Transfer Als Forschende die Politik beraten
Im Programm „Forschung in die Politik und Gesellschaft (ein-)bringen“ der RUB erhält der wissenschaftliche Nachwuchs Einblicke in Berufsfelder und erwirbt Kompetenzen unter anderem im Bereich der Politikberatung.

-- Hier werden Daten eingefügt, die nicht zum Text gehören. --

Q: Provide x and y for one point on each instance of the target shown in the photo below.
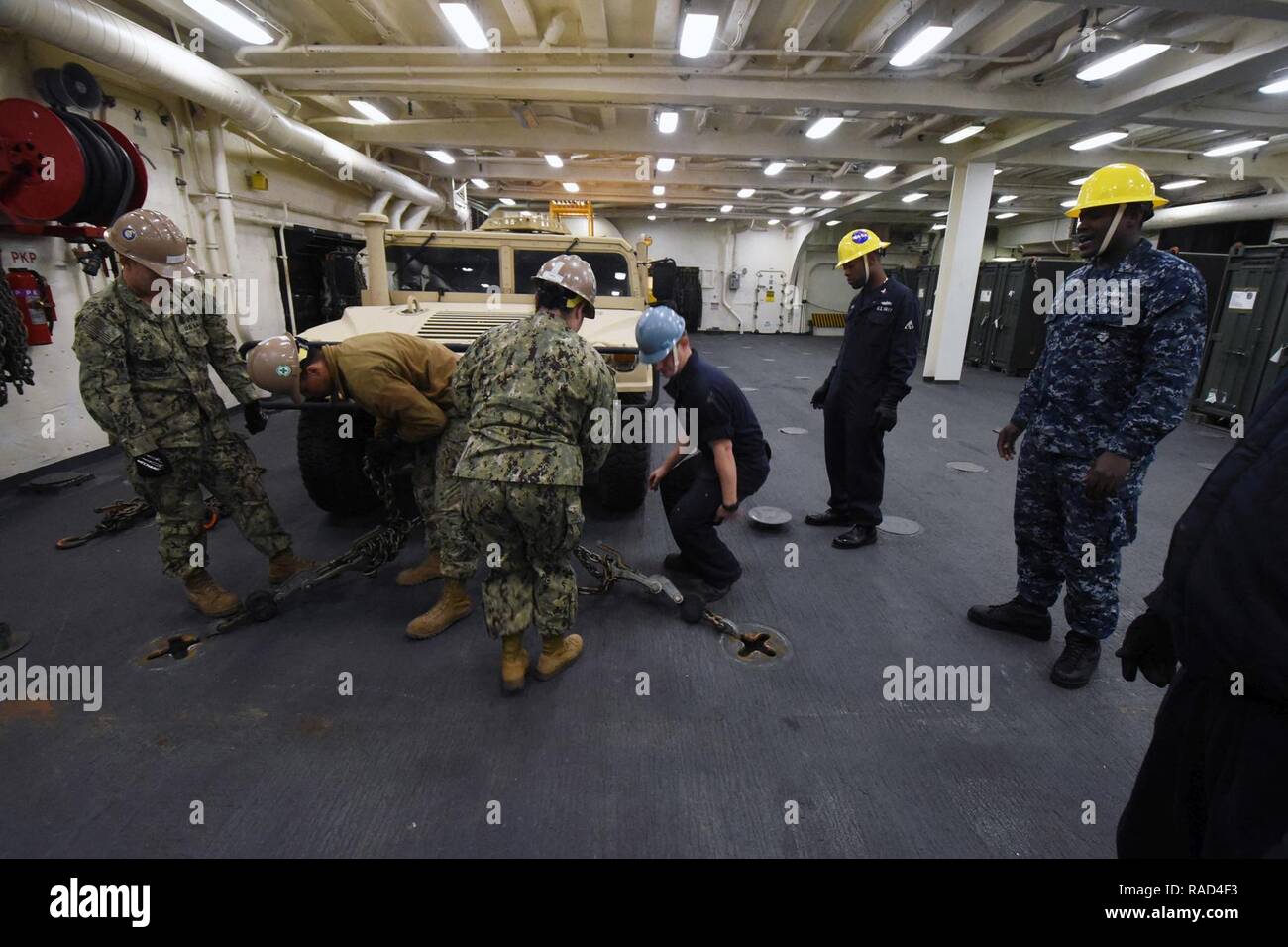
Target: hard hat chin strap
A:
(1113, 228)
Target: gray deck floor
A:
(256, 729)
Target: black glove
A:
(885, 418)
(153, 464)
(380, 450)
(256, 418)
(1147, 647)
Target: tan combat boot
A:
(451, 607)
(207, 596)
(557, 654)
(423, 573)
(286, 565)
(514, 663)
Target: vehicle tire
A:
(331, 466)
(622, 482)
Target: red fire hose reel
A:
(58, 165)
(37, 304)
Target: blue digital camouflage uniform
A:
(145, 379)
(1109, 379)
(531, 390)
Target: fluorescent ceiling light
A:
(1124, 59)
(925, 42)
(1235, 147)
(463, 22)
(240, 26)
(822, 128)
(961, 134)
(697, 34)
(1096, 141)
(368, 110)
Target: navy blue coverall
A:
(877, 355)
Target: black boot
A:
(828, 517)
(855, 538)
(1017, 616)
(1077, 663)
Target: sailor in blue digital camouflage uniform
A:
(1125, 337)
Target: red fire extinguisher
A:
(37, 303)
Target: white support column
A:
(958, 268)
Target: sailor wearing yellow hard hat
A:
(867, 381)
(1113, 379)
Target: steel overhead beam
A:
(704, 89)
(638, 141)
(1256, 9)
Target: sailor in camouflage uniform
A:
(145, 376)
(1125, 337)
(406, 384)
(531, 389)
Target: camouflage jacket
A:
(1121, 357)
(145, 376)
(529, 390)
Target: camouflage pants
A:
(1061, 538)
(227, 468)
(438, 495)
(533, 530)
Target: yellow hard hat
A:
(1116, 184)
(857, 244)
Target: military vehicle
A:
(454, 285)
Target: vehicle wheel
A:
(331, 466)
(622, 480)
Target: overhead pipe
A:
(1261, 208)
(111, 40)
(395, 214)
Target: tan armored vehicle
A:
(454, 285)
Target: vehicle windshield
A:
(612, 270)
(443, 268)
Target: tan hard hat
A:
(153, 240)
(571, 272)
(274, 365)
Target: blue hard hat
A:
(657, 331)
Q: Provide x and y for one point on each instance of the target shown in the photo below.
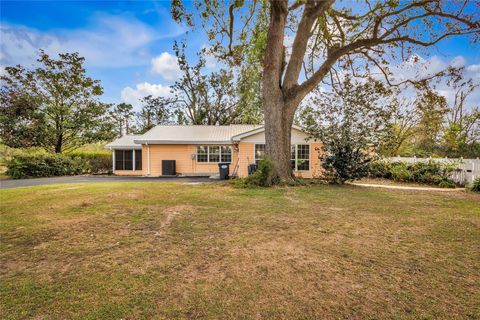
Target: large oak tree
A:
(55, 106)
(308, 42)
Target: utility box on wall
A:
(168, 168)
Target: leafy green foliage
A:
(264, 176)
(54, 106)
(123, 116)
(154, 111)
(431, 172)
(44, 165)
(40, 164)
(475, 185)
(350, 123)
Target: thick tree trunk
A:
(278, 124)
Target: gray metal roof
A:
(194, 134)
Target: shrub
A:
(475, 185)
(446, 183)
(380, 169)
(98, 162)
(400, 172)
(44, 165)
(431, 172)
(264, 176)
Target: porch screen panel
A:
(119, 160)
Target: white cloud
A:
(474, 68)
(108, 41)
(133, 96)
(166, 65)
(416, 68)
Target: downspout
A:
(113, 160)
(148, 159)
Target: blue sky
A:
(128, 45)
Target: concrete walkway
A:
(407, 187)
(8, 184)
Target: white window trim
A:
(255, 151)
(208, 154)
(296, 157)
(133, 159)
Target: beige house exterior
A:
(197, 150)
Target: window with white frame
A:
(259, 153)
(214, 154)
(300, 157)
(303, 157)
(123, 159)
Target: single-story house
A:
(193, 150)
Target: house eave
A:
(149, 141)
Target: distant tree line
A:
(56, 106)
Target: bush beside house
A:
(24, 165)
(475, 185)
(432, 173)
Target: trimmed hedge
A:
(475, 185)
(431, 172)
(23, 165)
(44, 165)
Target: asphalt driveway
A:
(8, 184)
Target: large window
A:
(300, 157)
(123, 159)
(259, 152)
(214, 154)
(138, 159)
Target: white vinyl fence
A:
(466, 170)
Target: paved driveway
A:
(7, 184)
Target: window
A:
(259, 152)
(138, 159)
(226, 153)
(123, 159)
(214, 154)
(202, 154)
(303, 157)
(300, 157)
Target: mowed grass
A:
(168, 251)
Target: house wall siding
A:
(128, 172)
(242, 156)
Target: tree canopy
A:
(55, 106)
(308, 43)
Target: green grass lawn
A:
(167, 251)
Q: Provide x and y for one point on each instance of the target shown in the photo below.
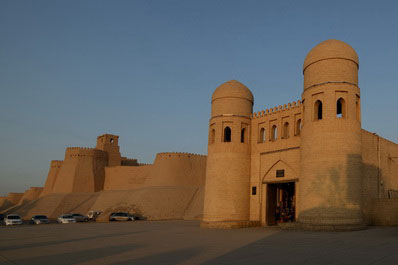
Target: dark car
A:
(39, 219)
(121, 216)
(80, 218)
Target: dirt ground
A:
(183, 242)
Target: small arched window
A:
(262, 135)
(227, 134)
(212, 136)
(340, 108)
(318, 110)
(286, 130)
(298, 127)
(274, 133)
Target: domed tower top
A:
(232, 98)
(331, 61)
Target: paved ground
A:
(183, 242)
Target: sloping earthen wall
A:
(169, 169)
(14, 197)
(31, 194)
(83, 170)
(55, 167)
(380, 174)
(178, 169)
(126, 177)
(269, 153)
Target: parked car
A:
(13, 219)
(39, 219)
(80, 218)
(66, 219)
(92, 215)
(121, 216)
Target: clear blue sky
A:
(145, 70)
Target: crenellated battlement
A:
(274, 110)
(177, 155)
(84, 151)
(56, 163)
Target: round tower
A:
(226, 200)
(330, 170)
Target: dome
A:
(331, 49)
(232, 89)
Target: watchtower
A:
(110, 144)
(228, 161)
(331, 162)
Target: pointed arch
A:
(227, 134)
(280, 164)
(318, 110)
(341, 108)
(262, 136)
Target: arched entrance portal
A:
(279, 192)
(281, 202)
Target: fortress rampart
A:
(31, 194)
(83, 170)
(55, 167)
(169, 169)
(84, 151)
(276, 110)
(129, 161)
(14, 197)
(126, 177)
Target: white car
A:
(13, 219)
(66, 219)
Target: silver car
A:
(13, 219)
(79, 217)
(39, 219)
(121, 216)
(66, 219)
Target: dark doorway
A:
(281, 203)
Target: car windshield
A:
(67, 217)
(13, 217)
(40, 217)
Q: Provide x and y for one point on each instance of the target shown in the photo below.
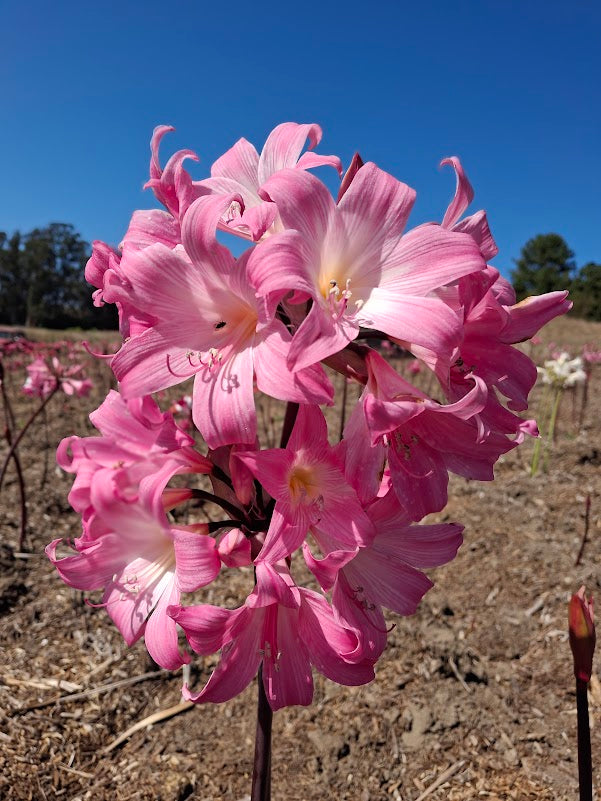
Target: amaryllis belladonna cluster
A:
(320, 277)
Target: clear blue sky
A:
(510, 87)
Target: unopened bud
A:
(582, 634)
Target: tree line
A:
(42, 278)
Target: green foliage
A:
(42, 280)
(546, 265)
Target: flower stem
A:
(551, 431)
(23, 431)
(261, 782)
(585, 764)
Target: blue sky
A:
(510, 87)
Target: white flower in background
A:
(563, 371)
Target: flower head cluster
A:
(321, 275)
(44, 378)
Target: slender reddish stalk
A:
(23, 431)
(585, 763)
(587, 520)
(8, 433)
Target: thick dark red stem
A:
(585, 763)
(14, 445)
(261, 782)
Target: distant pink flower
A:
(43, 379)
(143, 563)
(282, 627)
(310, 491)
(209, 324)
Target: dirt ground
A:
(474, 697)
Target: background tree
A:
(546, 264)
(586, 292)
(42, 280)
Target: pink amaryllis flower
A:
(476, 225)
(241, 171)
(352, 261)
(387, 573)
(136, 439)
(142, 562)
(43, 379)
(209, 324)
(282, 627)
(422, 439)
(307, 482)
(493, 323)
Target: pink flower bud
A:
(582, 634)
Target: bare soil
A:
(475, 692)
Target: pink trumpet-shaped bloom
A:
(281, 626)
(207, 323)
(386, 573)
(136, 439)
(142, 562)
(43, 379)
(241, 171)
(307, 482)
(581, 621)
(359, 271)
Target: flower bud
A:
(582, 634)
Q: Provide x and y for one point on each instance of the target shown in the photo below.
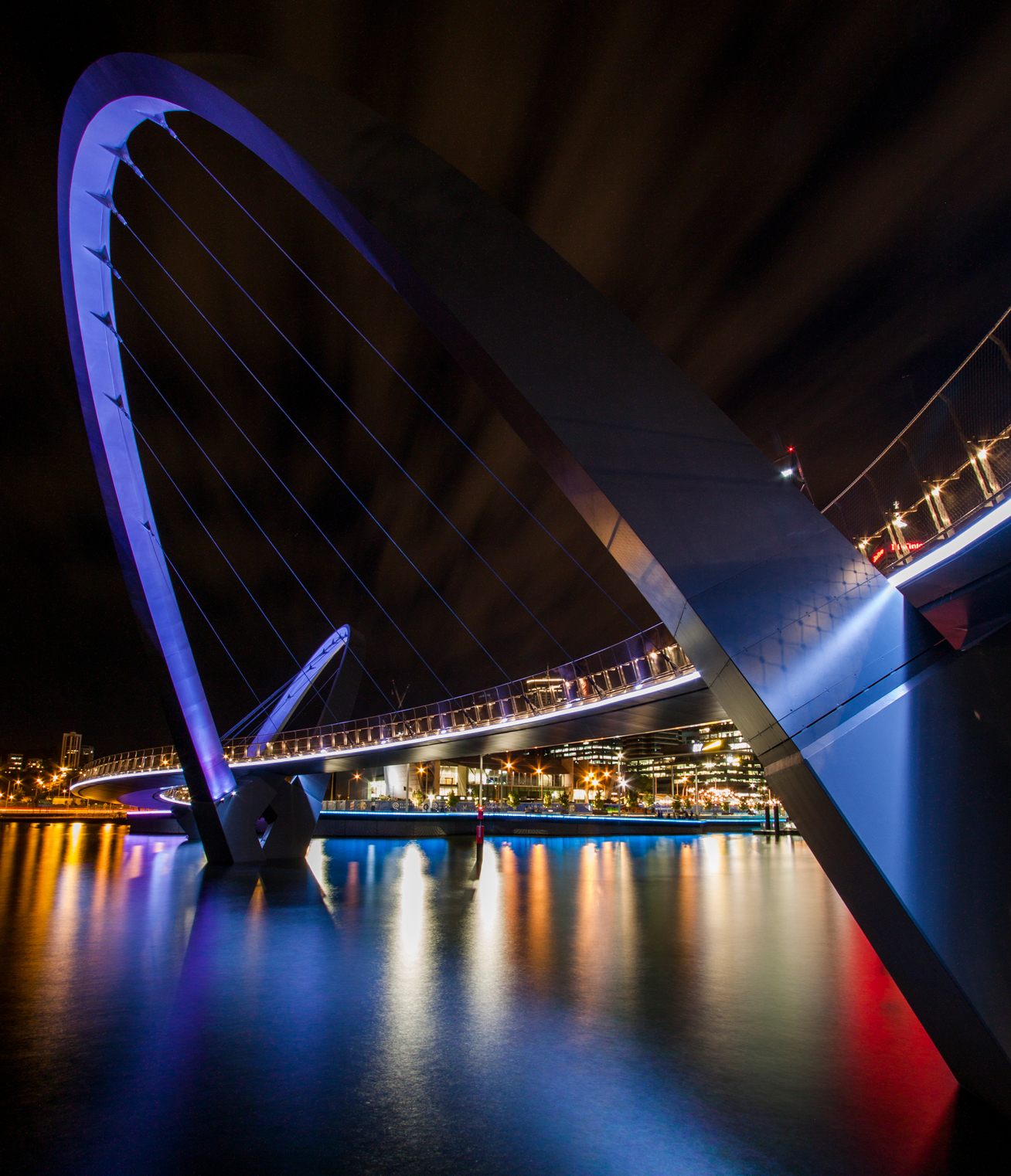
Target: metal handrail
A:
(644, 660)
(947, 467)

Wie funktioniert Politikberatung in der Praxis? Wie viel kann man bewirken? Wie kann man in der Politikberatung Fuß fassen? Am 7. Juli 2021 stellte sich Prof. Dr. Thomas Clemen von der Hochschule für Angewandte Wissenschaften in Hamburg im Rahmen eines Expertendialogs des Programms „Forschung in die Politik und Gesellschaft (ein-)bringen“ den Fragen von Doktorandinnen und Doktoranden der Universitätsallianz Ruhr (UA Ruhr). Bis 2015 hatte Clemen als Mitglied der Schutzkommission das Bundesinnenministerium im Bereich Zivilschutz und nationale Sicherheit – also etwa im Bereich der Pandemiebekämpfung – beraten. Die für die Promovierenden ernüchternde und bisweilen erschütternde Erkenntnis des Nachmittags: Deutschland sei noch immer in vielen sicherheitspolitischen Bereichen nicht gut vorbereitet – trotz zahlreicher Warnungen, Prognosen und Handlungsempfehlungen von wissenschaftlichen Expertinnen und Experten. Umso wichtiger, findet Prof. Dr. Michael Roos, RUB-Ökonom und Initiator des Qualifizierungsprogrammes „Forschung in die Politik und Gesellschaft (ein-)bringen“, dass Wissenschaftlerinnen und Wissenschaftler bereit sind, sich solch einem scheinbar irrationalen System als Politikberaterin oder Politikberater zur Verfügung zu stellen. Die Politikberatung ist daher eines der Berufsfelder, auf das das zweijährige Qualifizierungsprogramm der RUB vorbereiten möchte.
Das Zertifikatsprogramm
Michael Roos, wie auch Dr. Christiane Wüllner und Dr. Ursula Justus von der RUB Research School, die das Zertifikationsprogramm gemeinsam entwickelt und realisiert haben, ist es ein besonderes Anliegen, den Austausch zwischen Expertinnen und Experten aus Wissenschaft, Politik, Medien und Gesellschaft und dem wissenschaftlichen Nachwuchs zu fördern. „Wir möchten junge Wissenschaftlerinnen und Wissenschaftler frühzeitig dafür sensibilisieren, ihr Forschungs- und Fachwissen in gesellschaftliche Handlungsfelder einzubringen und auf diesem Wege Verantwortung in der Wissenschaft aber auch in Politik und Gesellschaft zu übernehmen“, so die Koordinatorinnen der Research School. Eine immer wichtigere Verantwortung von Wissenschaftlerinnen und Wissenschaftlern betont auch Michael Roos. „Die Corona-Krise hat gezeigt, wie wichtig wissenschaftliche Politikberatung und Wissenschaftskommunikation sind. Ich denke, dass es ein Alleinstellungsmerkmal der RUB ist, dass wir Nachwuchswissenschaftlerinnen und Nachwuchswissenschaftler auf diese Art qualifizieren“, so Roos weiter.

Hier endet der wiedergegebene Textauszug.